Anti-Brexit campaigners have demanded Northern Ireland continues to have a voice in the EU after the UK leaves.

During one of a series of protests planned at the Irish border through Friday, Border Communities Against Brexit activists unveiled a new billboard declaring the “fight goes on”.

They urged the Irish Government and the restored Stormont Executive to push for some form of continued representation in EU structures.

It comes as the region’s three MEPs leave the European Parliament ahead of Brexit.

Border Communities Against Brexit expressed relief that a hard border with security check points appeared to have been avoided but warned the process was not over and there remained the risk of a damaging no-deal on trade.

Speaking on the Northern Ireland side of the border, campaigner Declan Fearon said: “Today we meet all the parties at Stormont and one of things we would like to impress upon them is the urgent need for both the Executive in Stormont and the Irish Government to address the issue of representation for communities.

“We are entitled to be represented in Europe, we are still part of the single market, we should have that representation at the table, even in an advisory role.

“We have actually spoken to Mr Verhofstadt (former Brexit co-ordinator for the European Parliament Guy Verhofstadt) and members of the European Union on that issue and he said they had absolutely no problem whatsoever in allowing that to happen.

“It’s up to the Irish Government especially and indeed to the new Executive at Stormont to make sure that they push for that to happen.”

Mr Fearon said people living in Northern Ireland would be “poorer” as a result of lost EU funding and their children would be denied opportunities enjoyed by young people living nearby in the Irish Republic, such as the ability to study in the EU.

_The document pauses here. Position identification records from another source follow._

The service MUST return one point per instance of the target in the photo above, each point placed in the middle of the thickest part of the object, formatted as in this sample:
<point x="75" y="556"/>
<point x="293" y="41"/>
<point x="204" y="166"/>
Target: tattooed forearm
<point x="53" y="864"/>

“We are concerned for the people who live here and the difference there will be in the rights people will have from 50 yards on the other side of the border to where we stand now,” he said.

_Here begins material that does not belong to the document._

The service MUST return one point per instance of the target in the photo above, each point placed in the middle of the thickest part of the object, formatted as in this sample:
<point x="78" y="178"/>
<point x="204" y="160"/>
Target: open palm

“We will not be entitled, going forward, to the rights we were under membership of the European Union.

“So it’s a sad day for this area and it’s a day where we are determined to continue to press all involved to make sure that we can mitigate against as many of the issues that Brexit has brought to the people of these areas.”

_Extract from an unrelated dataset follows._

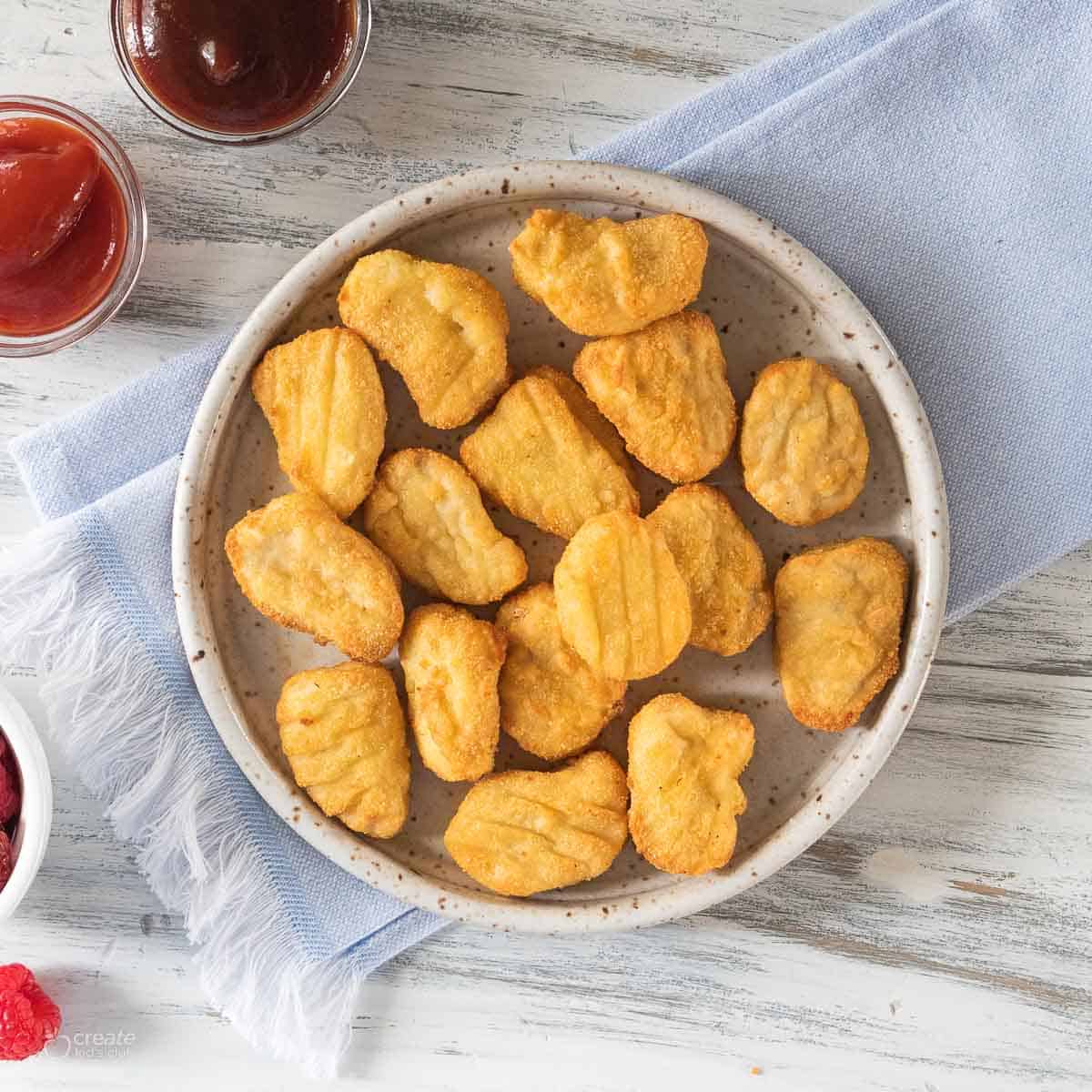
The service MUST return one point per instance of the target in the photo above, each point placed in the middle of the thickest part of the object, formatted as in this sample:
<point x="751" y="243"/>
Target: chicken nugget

Former Sinn Fein leader Gerry Adams (centre), flanked by his successor Mary Lou McDonald (right) and deputy leader Michelle O’Neiil at the unveiling (Brian Lawless/PA)

The campaigners were joined by senior Sinn Fein figures on Friday morning on the Armagh/Lough border, among them party president Mary Lou McDonald, her predecessor Gerry Adams and vice-president Michelle O’Neill.

Ms McDonald said: “Today is a very sad day, people in the North did not consent to Brexit.

“This is not something that people on the island of Ireland want, bar a small minority.”

She praised the work done to avoid the return of a hard border but added: “The job isn’t done. Brexit is a game-changer, it’s not a one-off event, it completely recasts and reshapes the political and economic conversation across the island, between the island of Ireland and Britain, and right across the continent.

“So this isn’t an end point, this is very much a beginning.”

The Sinn Fein leader said Brexit had accelerated the conversation for unification but she denied it might actually be seen as a good thing in the context of the campaign for achieving unity.

“No thoughtful person would regard Brexit as anything other than bad news for the island of Ireland,” she said.